We found considerable heterogeneity at any threshold for which two or more studies provided evidence; for example, the between study standard deviation for sensitivity was estimated at between 0.41 and 1.58 in such studies. This heterogeneity may cause the performance of protein to creatinine ratio in an individual study setting to be somewhat different from the summary “average” results presented here (table 11).
Figure 33 shows the summary receiver operating characteristics curve for the constrained estimates. The area under the curve was 0.69, which indicates a good discriminatory ability on average across studies. The question arises as to which threshold for protein to creatinine ratio gives, on average across all studies, the best summary results for sensitivity and specificity combined. No threshold gave a summary estimate above 80% for both sensitivity and specificity. Threshold values between 0.22 and 0.40 gave summary estimates above 70% for both sensitivity and specificity (table 11).).
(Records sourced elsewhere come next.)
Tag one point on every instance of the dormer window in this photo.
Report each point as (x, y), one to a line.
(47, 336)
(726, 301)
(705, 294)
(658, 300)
The optimum threshold (that which maximises both sensitivity and specificity jointly) seems to be somewhere between 0.30 and 0.35 inclusive (fig 33).
The prevalence of proteinuria varied across studies from 14% to 87% owing to the variability in severity of the included populations, so we did a subgroup analysis using only those studies that included women with hypertension and proteinuria on dipstick analysis (n=4 studies, 279 women). The only threshold for which we could do this analysis was a protein to creatinine ratio above 0.2 (n=3 studies, 237 women). The results were sensitivity 0.86 (95% confidence interval 0.79 to 0.91), specificity 0.95 (0.89 to 0.98), positive likelihood ratio 14.11 (6.29 to 31.67), and negative likelihood ratio 0.13 (0.06 to 0.29). To determine the predicted probability of disease given a positive test result and also the predicted probability of non-disease given a negative test result, we considered a range of different prevalences (0.2, 0.5, and 0.8) and combined each with the summary sensitivity and specificity estimates from our meta-analysis. The results in appendices C-E show that the predicted values clearly depend on the cut-off value chosen and the prevalence assumed. Higher prevalences lead to higher estimates of positive predictive value and lower estimates of negative predictive value, and vice versa. These values are based on using the average sensitivity and specificity from the meta-analysis, but these also vary across settings.
For albumin to creatinine ratio, we had five included studies (620 women). Four studies used 24 hour total protein as the reference standard and one used adverse pregnancy outcome. Of the four studies that used 24 hour collection as the reference standard, two were in a hypertensive population and two were in a population with hypertension and proteinuria on dipstick. The study using adverse pregnancy outcome was in a population with hypertension only. Three studies described the timing of the sample, and one described the relation of the timing of the 24 hour collection. Three papers reported the use of automatic dipstick analysers for albumin to creatinine ratio.
Meta-analysis of results from studies of albumin to creatinine ratio was not possible owing to different thresholds and study characteristics. Table 33 shows the results for the individual studies. The most promising result was with the DCA 2000 quantitative analyser (>2 mg/mmol) with sensitivity 0.94 (0.86 to 0.98), specificity 0.94 (0.87 to 0.98), positive likelihood ratio 14.65 (6.74 to 31.84), and negative likelihood ratio 0.07 (0.03 to 0.16).
One study (Gangaram et al39) reported results for adverse outcome, including maternal morbidity, for which the sensitivity was 0.55 (0.23 to 0.83) and specificity was 0.57 (0.48 to 0.65), and perinatal death, for which the sensitivity was 0.82 (0.48 to 0.98) and specificity was 0.59 (0.51 to 0.67).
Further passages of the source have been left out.